This paper describes initial results from a broadscale study to assess decadal climate hindcast skills of the HadCM3, GFDL-CM2.1, NCAR-CCSM4, and MIROC5 global Earth System Models (ESMs) in experiments conducted under the Coupled Model Intercomparison Project 5. Analyses of decadal hindcast and simulation experiments using historical aerosol optical depths show statistically significant decadal predictability skill of global average and tropical sea surface temperature (SST) anomalies during 1961–2010. The skill, however, varies by averaging region and decade. It was also found that volcanic eruptions influence SSTs and are one of the sources of decadal SST hindcast skill. In the actual climate system, however, volcanic eruptions themselves are not predictable, and therefore, their effects on the climate system can only be predicted after eruptions. In the four ESMs utilized in this study, decadal hindcast skills of SST anomalies over ocean basin size averaging regions generally improve due to model initialization with observed data.
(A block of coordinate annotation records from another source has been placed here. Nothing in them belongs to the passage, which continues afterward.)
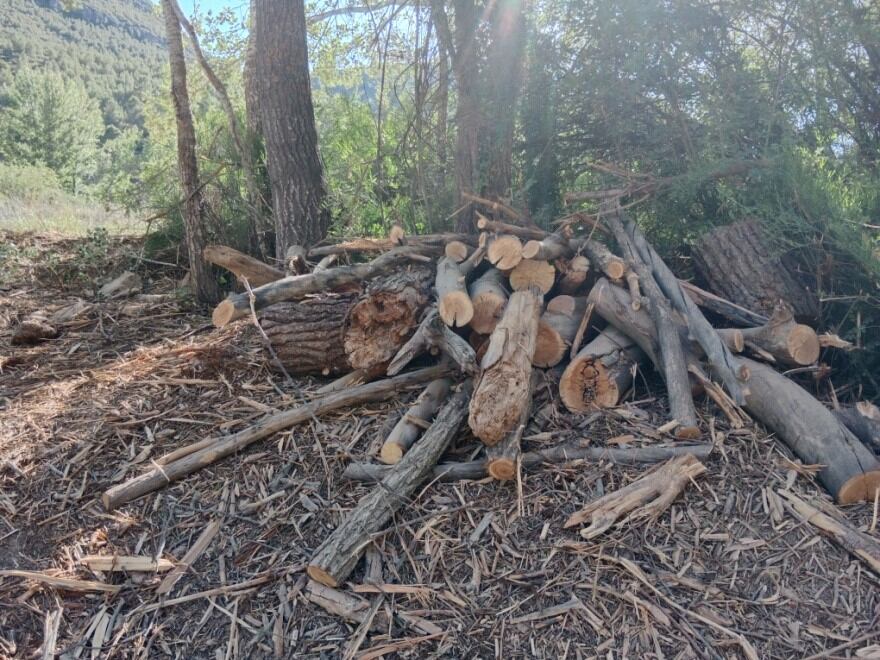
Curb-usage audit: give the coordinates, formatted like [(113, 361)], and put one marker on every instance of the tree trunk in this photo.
[(308, 335), (737, 263), (386, 316), (203, 279), (288, 120)]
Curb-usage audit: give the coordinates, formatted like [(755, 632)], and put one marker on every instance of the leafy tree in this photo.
[(51, 121)]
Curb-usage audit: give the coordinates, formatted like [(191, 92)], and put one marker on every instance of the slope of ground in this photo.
[(725, 569)]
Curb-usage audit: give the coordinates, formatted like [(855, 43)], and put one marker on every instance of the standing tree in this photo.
[(288, 122), (203, 280)]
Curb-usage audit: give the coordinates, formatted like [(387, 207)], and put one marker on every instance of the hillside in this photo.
[(116, 47)]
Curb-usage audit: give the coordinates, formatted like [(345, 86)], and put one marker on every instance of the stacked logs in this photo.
[(511, 316)]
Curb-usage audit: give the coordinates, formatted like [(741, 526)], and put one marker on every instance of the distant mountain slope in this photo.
[(116, 47)]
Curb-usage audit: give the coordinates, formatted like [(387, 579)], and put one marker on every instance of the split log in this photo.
[(501, 458), (475, 470), (787, 341), (504, 252), (435, 336), (241, 265), (488, 298), (645, 498), (532, 272), (225, 446), (557, 329), (572, 274), (386, 316), (337, 556), (549, 248), (299, 286), (454, 303), (308, 335), (737, 262), (417, 418), (857, 543), (671, 349), (503, 390), (851, 472), (863, 420), (601, 372)]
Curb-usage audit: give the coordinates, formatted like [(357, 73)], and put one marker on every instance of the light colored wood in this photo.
[(488, 298), (531, 272), (503, 389)]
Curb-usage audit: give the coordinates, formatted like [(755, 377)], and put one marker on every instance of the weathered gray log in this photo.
[(337, 556), (299, 286), (473, 470), (225, 446)]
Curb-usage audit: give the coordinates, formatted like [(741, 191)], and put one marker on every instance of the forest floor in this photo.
[(727, 568)]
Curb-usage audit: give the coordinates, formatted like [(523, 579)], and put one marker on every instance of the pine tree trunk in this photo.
[(288, 120), (204, 282)]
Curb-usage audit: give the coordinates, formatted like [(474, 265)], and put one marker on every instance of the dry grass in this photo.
[(490, 565)]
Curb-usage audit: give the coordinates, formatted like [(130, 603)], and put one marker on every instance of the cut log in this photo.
[(504, 252), (501, 459), (241, 265), (299, 286), (386, 316), (488, 298), (416, 419), (434, 335), (531, 272), (503, 389), (737, 262), (549, 248), (602, 258), (557, 329), (786, 340), (851, 472), (225, 446), (337, 556), (473, 470), (863, 420), (572, 274), (454, 303), (458, 251), (645, 498), (295, 261), (308, 335), (601, 372)]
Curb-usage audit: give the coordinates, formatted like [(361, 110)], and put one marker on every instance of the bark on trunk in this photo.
[(308, 336), (386, 316), (337, 556), (195, 233), (737, 263), (503, 389), (288, 121), (601, 372)]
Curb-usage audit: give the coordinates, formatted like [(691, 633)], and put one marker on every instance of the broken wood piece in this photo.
[(645, 498), (501, 459), (110, 563), (557, 329), (433, 334), (532, 272), (560, 455), (386, 315), (857, 543), (337, 556), (299, 286), (161, 476), (406, 431), (503, 388), (601, 372)]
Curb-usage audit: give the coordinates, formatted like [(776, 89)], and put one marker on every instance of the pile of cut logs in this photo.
[(485, 318)]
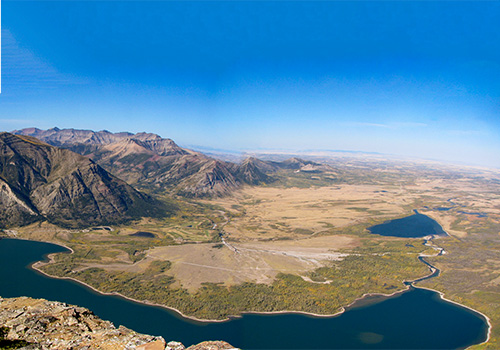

 Skillful decadal climate predictions can greatly benefit planning in many societal sectors, such as agriculture, reservoir operations, forest fires, municipal water supply and drainage systems, fisheries and wildlife hatcheries, hydroelectricity generation, thermal and nuclear power plant operations, river- and reservoir-based recreation industry, transportation, and state and national government decisions [Mehta et al., 2013]. Prospects for decadal climate prediction depend on prospects for obtaining skillful predictions/projections of interannual variability such as El Niño–Southern Oscillation (ENSO), natural decadal climate variability (DCV), climate system responses to variations in solar particulate and radiative emissions and volcanic eruptions, and responses to human-induced changes in land use-cover and atmospheric constituents. There have been three decadal hindcast (retrospective forecast) studies with Earth System Models (ESMs) [Smith et al., 2007; Keenlyside et al., 2008; Pohlmann et al., 2009]. In these studies, ESMs were initialized from observed data, as in seasonal climate forecasting, and natural and anthropogenic changes in aerosol optical depth (AOD) were prescribed from observations-based estimates (or scenarios) as in climate change experiments. These initial hindcast studies demonstrated enhanced skill from initialization on a global scale [Smith et al., 2007] and over the North Atlantic [Keenlyside et al., 2008; Pohlmann et al., 2009].
 Following these initial decadal climate predictability studies, the World Climate Research Program organized the Coupled Model Intercomparison Project 5 (CMIP5) to assess the ability of the current generation of ESMs used in climate and impacts assessments by the Intergovernmental Panel on Climate Change to simulate and hindcast decadal climate. Two sets of core decadal prediction experiments are being conducted under CMIP5 [Meehl et al., 2009]. The first set is a series of 10 year hindcasts starting approximately in 1970, 1990, and 2000. The second is a series of 30 year hindcasts starting in 1960, 1980, and 2005, the last a combined hindcast-forecast. In both sets, AODs (including those due to volcanic eruptions) and solar radiation are prescribed from past observations. Each experiment has a minimum ensemble size of three members. These experiments are somewhat idealistic and exploratory, especially in view of the well-known difficulty of predicting volcanic eruptions well in advance.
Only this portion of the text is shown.